According to the press, Fellowes has often glamorized the class system on Downton Abbey. Fellowes has always been a “fly on the wall” looking into the lives of the English aristocracy, so he knows a thing or two.

“I’m seen as a chronicler of the class system, which I don’t think is unfair,” Fellowes told the Times. “It is a whole side of the society here that I find quite intriguing, and happily the audience has come along with me. I think one of the things we got right with ‘Downton’ was that we treat the characters of the servants and the family exactly the same.

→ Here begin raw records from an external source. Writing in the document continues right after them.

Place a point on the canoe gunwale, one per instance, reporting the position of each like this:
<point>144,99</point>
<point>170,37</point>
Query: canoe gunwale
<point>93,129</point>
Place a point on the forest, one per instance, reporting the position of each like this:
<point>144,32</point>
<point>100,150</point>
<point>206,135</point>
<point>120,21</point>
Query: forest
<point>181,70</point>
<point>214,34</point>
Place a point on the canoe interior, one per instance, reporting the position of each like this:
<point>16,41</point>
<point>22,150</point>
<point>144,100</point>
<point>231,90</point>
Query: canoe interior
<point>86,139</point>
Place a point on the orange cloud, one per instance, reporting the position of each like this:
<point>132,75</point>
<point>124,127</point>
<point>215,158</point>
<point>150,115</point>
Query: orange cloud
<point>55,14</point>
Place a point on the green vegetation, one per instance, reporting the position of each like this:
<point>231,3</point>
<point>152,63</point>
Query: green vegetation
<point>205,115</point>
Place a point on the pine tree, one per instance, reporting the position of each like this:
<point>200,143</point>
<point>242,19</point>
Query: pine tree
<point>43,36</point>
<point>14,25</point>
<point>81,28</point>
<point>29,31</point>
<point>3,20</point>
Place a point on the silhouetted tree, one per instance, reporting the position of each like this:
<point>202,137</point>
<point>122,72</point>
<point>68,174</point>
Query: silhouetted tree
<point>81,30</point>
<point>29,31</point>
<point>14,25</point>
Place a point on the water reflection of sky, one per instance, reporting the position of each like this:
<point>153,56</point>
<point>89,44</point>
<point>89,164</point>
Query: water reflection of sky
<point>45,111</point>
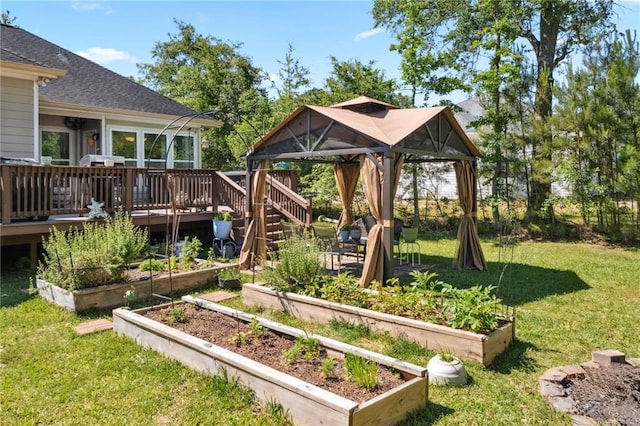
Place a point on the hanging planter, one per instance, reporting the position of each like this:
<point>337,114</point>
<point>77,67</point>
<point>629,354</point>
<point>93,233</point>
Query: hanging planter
<point>222,223</point>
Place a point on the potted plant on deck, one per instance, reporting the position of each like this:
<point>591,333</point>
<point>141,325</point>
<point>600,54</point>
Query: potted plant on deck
<point>222,223</point>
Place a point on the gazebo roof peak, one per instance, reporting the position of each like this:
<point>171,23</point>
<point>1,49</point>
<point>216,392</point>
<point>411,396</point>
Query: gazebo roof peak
<point>364,104</point>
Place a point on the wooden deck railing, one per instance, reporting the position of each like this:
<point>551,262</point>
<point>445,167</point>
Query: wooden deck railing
<point>41,191</point>
<point>230,193</point>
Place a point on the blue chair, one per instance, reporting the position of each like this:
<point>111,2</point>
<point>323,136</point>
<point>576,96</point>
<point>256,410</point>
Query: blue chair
<point>409,241</point>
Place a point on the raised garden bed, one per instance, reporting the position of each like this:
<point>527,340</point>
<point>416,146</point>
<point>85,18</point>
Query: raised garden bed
<point>305,403</point>
<point>464,344</point>
<point>113,295</point>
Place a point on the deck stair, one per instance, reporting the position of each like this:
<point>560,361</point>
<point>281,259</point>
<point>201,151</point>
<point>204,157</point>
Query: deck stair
<point>282,203</point>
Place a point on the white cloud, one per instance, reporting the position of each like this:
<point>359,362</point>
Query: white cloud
<point>86,5</point>
<point>274,77</point>
<point>103,55</point>
<point>367,34</point>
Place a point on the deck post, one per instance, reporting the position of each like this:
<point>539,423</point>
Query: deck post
<point>127,187</point>
<point>7,191</point>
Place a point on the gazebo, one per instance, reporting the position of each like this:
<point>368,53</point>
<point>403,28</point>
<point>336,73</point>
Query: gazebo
<point>371,139</point>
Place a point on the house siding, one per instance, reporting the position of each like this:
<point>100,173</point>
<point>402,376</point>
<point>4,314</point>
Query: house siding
<point>16,118</point>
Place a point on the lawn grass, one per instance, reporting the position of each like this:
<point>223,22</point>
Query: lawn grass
<point>570,299</point>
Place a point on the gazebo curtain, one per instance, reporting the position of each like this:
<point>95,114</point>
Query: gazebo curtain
<point>372,182</point>
<point>255,239</point>
<point>346,175</point>
<point>469,253</point>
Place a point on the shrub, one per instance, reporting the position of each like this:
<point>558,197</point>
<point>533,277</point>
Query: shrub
<point>190,251</point>
<point>96,255</point>
<point>152,264</point>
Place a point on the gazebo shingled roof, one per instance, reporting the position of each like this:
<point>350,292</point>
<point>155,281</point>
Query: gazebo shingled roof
<point>344,132</point>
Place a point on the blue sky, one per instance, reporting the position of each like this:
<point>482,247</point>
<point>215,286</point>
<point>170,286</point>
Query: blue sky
<point>119,34</point>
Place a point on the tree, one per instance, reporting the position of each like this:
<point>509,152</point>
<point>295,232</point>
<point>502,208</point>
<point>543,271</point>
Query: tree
<point>552,29</point>
<point>206,74</point>
<point>597,115</point>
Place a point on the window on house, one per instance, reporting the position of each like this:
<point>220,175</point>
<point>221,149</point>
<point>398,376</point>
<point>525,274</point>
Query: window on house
<point>183,152</point>
<point>155,149</point>
<point>125,144</point>
<point>56,145</point>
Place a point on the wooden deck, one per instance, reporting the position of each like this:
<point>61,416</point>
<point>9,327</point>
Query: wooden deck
<point>30,232</point>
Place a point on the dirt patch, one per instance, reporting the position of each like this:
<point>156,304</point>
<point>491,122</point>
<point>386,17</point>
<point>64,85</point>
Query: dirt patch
<point>268,347</point>
<point>608,394</point>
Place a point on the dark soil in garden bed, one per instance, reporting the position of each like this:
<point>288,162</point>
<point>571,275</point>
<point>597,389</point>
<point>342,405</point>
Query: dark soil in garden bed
<point>267,348</point>
<point>609,395</point>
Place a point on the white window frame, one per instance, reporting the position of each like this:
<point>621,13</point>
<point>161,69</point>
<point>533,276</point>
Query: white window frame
<point>72,142</point>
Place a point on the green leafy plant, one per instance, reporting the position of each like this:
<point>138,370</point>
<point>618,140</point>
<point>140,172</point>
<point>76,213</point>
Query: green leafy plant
<point>344,288</point>
<point>257,329</point>
<point>276,411</point>
<point>130,295</point>
<point>297,266</point>
<point>305,347</point>
<point>173,262</point>
<point>362,371</point>
<point>328,368</point>
<point>190,251</point>
<point>96,255</point>
<point>229,274</point>
<point>472,309</point>
<point>152,264</point>
<point>179,314</point>
<point>240,338</point>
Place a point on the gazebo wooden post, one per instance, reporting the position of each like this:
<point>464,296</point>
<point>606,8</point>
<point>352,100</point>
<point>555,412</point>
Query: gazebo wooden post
<point>387,215</point>
<point>474,207</point>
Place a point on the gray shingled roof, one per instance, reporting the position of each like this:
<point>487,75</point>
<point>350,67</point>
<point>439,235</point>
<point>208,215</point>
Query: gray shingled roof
<point>86,83</point>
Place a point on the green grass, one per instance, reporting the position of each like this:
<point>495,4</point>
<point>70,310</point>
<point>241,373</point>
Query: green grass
<point>570,299</point>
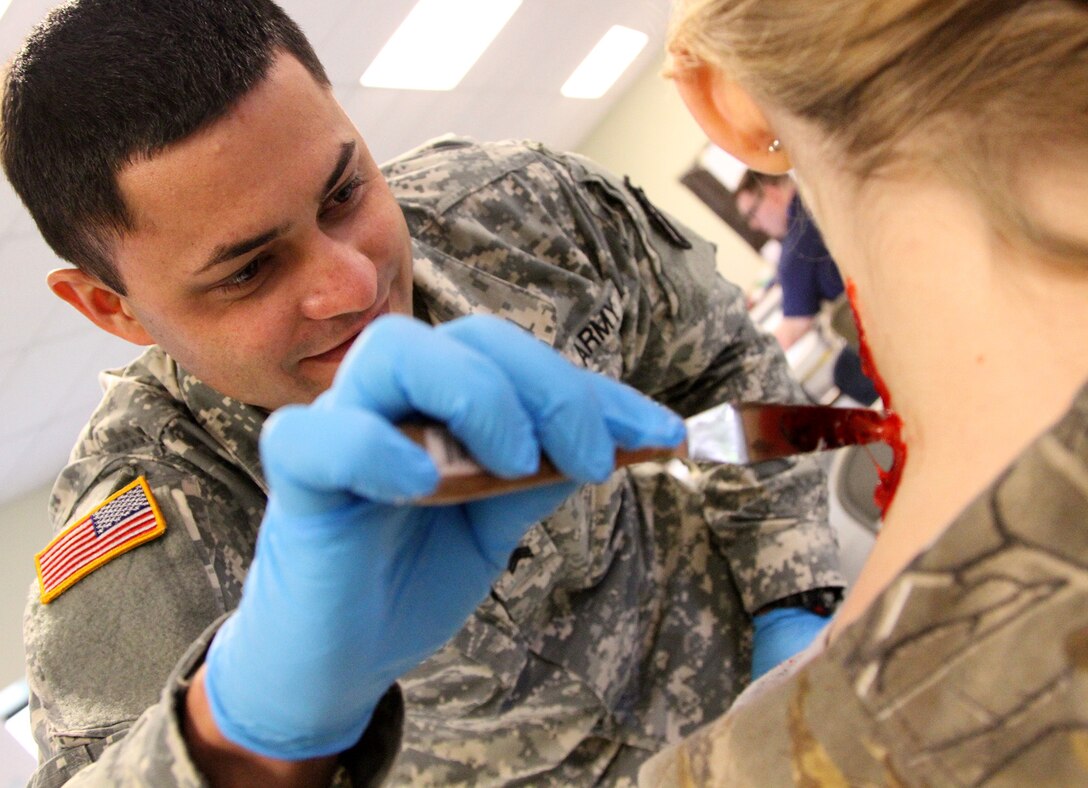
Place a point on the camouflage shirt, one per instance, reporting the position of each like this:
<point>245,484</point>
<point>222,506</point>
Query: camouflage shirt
<point>622,622</point>
<point>969,669</point>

Some of them are nice, some of them are not nice, some of them are funny, some of them are not, but there is no division between the servants and the family to mark that.”

“You could only represent it to their satisfaction if everyone downstairs was writhing in a state of permanent torment while everyone upstairs was vicious and violent, horrible and dishonest,” he continued. “The idea that both groups were just people trying to bash through their lives is alien to them.”

Bob Balaban, a producer of Gosford Park, knew that Fellowes understood class society too. In fact, Balaban said Fellowes has an “encyclopedic” knowledge on the subject.

Fellowes believes that he’s done a good job portraying all the characters on the show, even though it’s been challenging juggling over 15 different storylines. His next project is Downton Abbey: A New Era, which hits theaters on Mar. 18, 2022.